What especially concerns Norcross and other forecasters is that as the storm moves up the coast it may take a left-turn to come onshore. This would result in a storm surge that could pile water up along seaside communities.
It won’t help that the storm will be arriving during the full moon, when high tides can run a foot higher than normal.
On Thursday, the Ocean Prediction Center, a government agency, predicted the storm surge from central New Jersey south to around Ocean City, Md. would be 2 feet to 3 feet. From mid-New Jersey to Martha’s Vineyard, including Long Island Sound, the surge is predicted at 1 to 2 feet. The Massachusetts coast north to Portland, Maine, would see a 6-inch storm surge.
The storm will also be carrying a lot of rain with it. Government forecasts predict 3 inches to 5 inches of rain from New Jersey to the Catskills.
“One nice thing is that we have not had a lot of rain recently, so the ground is not saturated,” says Mr. Aman, “But there will be a good portion that will run off, and the rivers and streams will rise.”
Feltgen says his worry is that trees are still carrying a lot of leaves. This might make them more susceptible to being knocked down in high winds.
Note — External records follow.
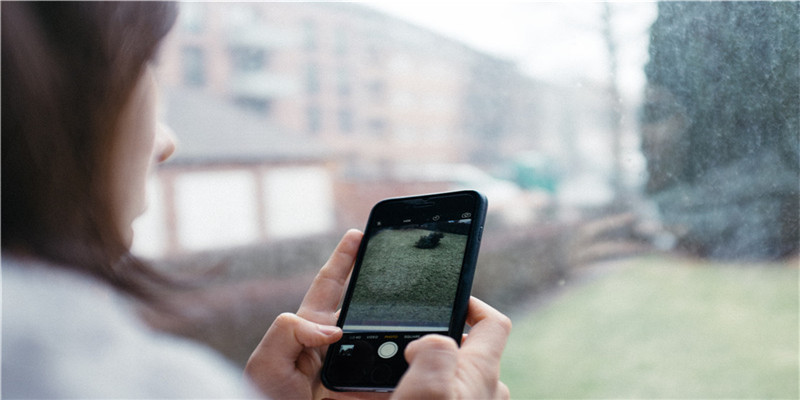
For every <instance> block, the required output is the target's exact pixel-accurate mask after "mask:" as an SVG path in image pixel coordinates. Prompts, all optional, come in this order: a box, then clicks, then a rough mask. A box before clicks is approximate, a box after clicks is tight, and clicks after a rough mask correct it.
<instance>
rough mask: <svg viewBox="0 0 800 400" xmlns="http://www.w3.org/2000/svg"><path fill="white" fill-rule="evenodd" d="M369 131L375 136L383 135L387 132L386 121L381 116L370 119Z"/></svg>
mask: <svg viewBox="0 0 800 400" xmlns="http://www.w3.org/2000/svg"><path fill="white" fill-rule="evenodd" d="M368 125H369V132H370V133H371V134H373V135H375V136H383V135H384V134H385V133H386V121H385V120H383V119H381V118H373V119H371V120H369V124H368Z"/></svg>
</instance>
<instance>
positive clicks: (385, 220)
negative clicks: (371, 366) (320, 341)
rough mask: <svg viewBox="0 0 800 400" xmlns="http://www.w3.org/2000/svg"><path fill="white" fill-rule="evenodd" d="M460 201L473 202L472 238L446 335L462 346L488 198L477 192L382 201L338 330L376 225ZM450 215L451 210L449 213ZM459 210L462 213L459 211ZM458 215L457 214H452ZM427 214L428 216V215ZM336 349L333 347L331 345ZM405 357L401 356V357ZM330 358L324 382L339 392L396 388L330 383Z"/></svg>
mask: <svg viewBox="0 0 800 400" xmlns="http://www.w3.org/2000/svg"><path fill="white" fill-rule="evenodd" d="M459 198H463V199H464V200H461V201H467V199H468V202H469V203H471V213H472V215H471V218H472V222H471V224H470V228H469V235H468V237H467V244H466V247H465V251H464V255H463V259H462V264H461V271H460V273H459V278H458V284H457V286H456V293H455V297H454V301H453V309H452V313H451V315H450V322H449V326H448V330H447V336H450V337H452V338H453V339H454V340H455V341H456V343H458V344H459V345H460V343H461V337H462V334H463V331H464V325H465V321H466V316H467V309H468V306H469V296H470V293H471V290H472V281H473V278H474V275H475V267H476V264H477V259H478V252H479V249H480V240H481V236H482V233H483V226H484V221H485V219H486V211H487V200H486V197H485V196H484V195H483V194H481V193H479V192H477V191H474V190H461V191H453V192H442V193H431V194H424V195H417V196H408V197H395V198H389V199H385V200H382V201H380V202H378V203H377V204H375V206H374V207H373V208H372V210H371V211H370V216H369V218H368V220H367V226H366V229H365V230H364V240H362V242H361V245H360V246H359V249H358V253H357V256H356V261H355V264H354V266H353V271H352V274H351V276H350V279H349V281H348V285H347V290H346V292H345V295H344V297H343V300H342V304H341V307H342V308H341V312H340V315H339V319H338V320H337V322H336V324H337V326H339V327H343V326H344V321H345V319H346V317H347V312H348V308H349V305H350V301H351V299H352V296H353V292H354V289H355V284H356V282H357V280H358V275H359V273H360V270H361V265H362V261H363V259H364V255H365V252H366V248H367V243H368V241H369V240H368V239H369V238H371V237H372V236H373V235H374V233H375V231H376V230H380V229H383V227H379V226H377V221H382V222H383V221H390V222H384V226H385V225H393V224H394V225H397V224H400V223H401V222H403V223H404V222H407V221H404V219H406V217H407V216H408V214H406V212H411V211H410V210H413V212H414V213H415V215H416V217H418V218H419V219H420V220H422V219H425V218H426V215H433V214H437V213H438V214H442V213H443V209H444V208H445V207H448V206H451V205H452V204H450V203H454V202H458V201H459V200H458V199H459ZM398 210H405V211H404V212H403V213H398ZM447 211H448V212H451V210H447ZM459 211H460V210H459ZM452 212H455V211H452ZM426 213H427V214H426ZM332 346H333V345H332ZM401 356H402V355H401ZM329 363H330V357H328V355H326V359H325V363H324V366H323V369H322V382H323V384H324V385H325V386H326V387H328V388H329V389H332V390H336V391H379V392H387V391H392V390H393V389H394V385H391V386H377V387H376V386H367V385H364V386H360V385H357V386H351V385H348V386H337V385H335V384H333V383H332V382H330V380H329V379H328V377H327V374H326V371H327V370H328V367H329Z"/></svg>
As the trees fall they can bring down power lines. “I think for people, the first concern is what to do if my power is out for a week,” he says.
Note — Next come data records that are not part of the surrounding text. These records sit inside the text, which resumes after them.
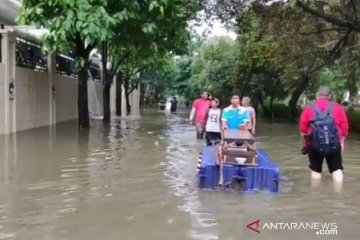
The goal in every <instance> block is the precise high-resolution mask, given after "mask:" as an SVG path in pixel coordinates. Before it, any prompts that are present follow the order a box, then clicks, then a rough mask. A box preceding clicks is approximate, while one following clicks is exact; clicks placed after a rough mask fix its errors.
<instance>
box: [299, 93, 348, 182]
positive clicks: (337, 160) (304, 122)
mask: <svg viewBox="0 0 360 240" xmlns="http://www.w3.org/2000/svg"><path fill="white" fill-rule="evenodd" d="M330 99H331V89H330V88H329V87H320V88H319V90H318V92H317V100H316V101H315V102H314V103H313V104H311V105H309V106H307V107H306V108H305V109H304V111H303V112H302V114H301V117H300V123H299V125H300V133H301V136H302V137H303V138H304V146H303V149H302V153H303V154H308V157H309V162H310V164H309V168H310V169H311V177H312V179H313V180H319V179H321V172H322V164H323V160H324V158H325V159H326V162H327V165H328V168H329V172H330V173H331V174H332V177H333V181H334V182H340V183H341V182H342V181H343V165H342V156H341V154H342V151H343V150H344V142H345V138H346V137H347V135H348V129H349V123H348V119H347V117H346V113H345V111H344V109H343V108H342V106H341V105H340V104H338V103H335V102H332V101H331V100H330Z"/></svg>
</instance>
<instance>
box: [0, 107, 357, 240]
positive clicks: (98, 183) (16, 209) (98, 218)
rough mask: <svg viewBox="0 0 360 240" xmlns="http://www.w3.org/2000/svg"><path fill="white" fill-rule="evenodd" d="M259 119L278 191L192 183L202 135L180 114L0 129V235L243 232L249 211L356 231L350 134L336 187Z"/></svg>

Last Halloween, a freak snow storm knocked down thousands of trees. Many residents along the East Coast were without power for a week or more.
Another problem for the East is that by the time the storm arrives off the New Jersey coast, the wind field will be massive. The diameter of the storm could be 700 to 800 miles.
“We could have a very long duration wind event, even in Massachusetts,” says Norcross. “The wind is going to blow for the entire week.”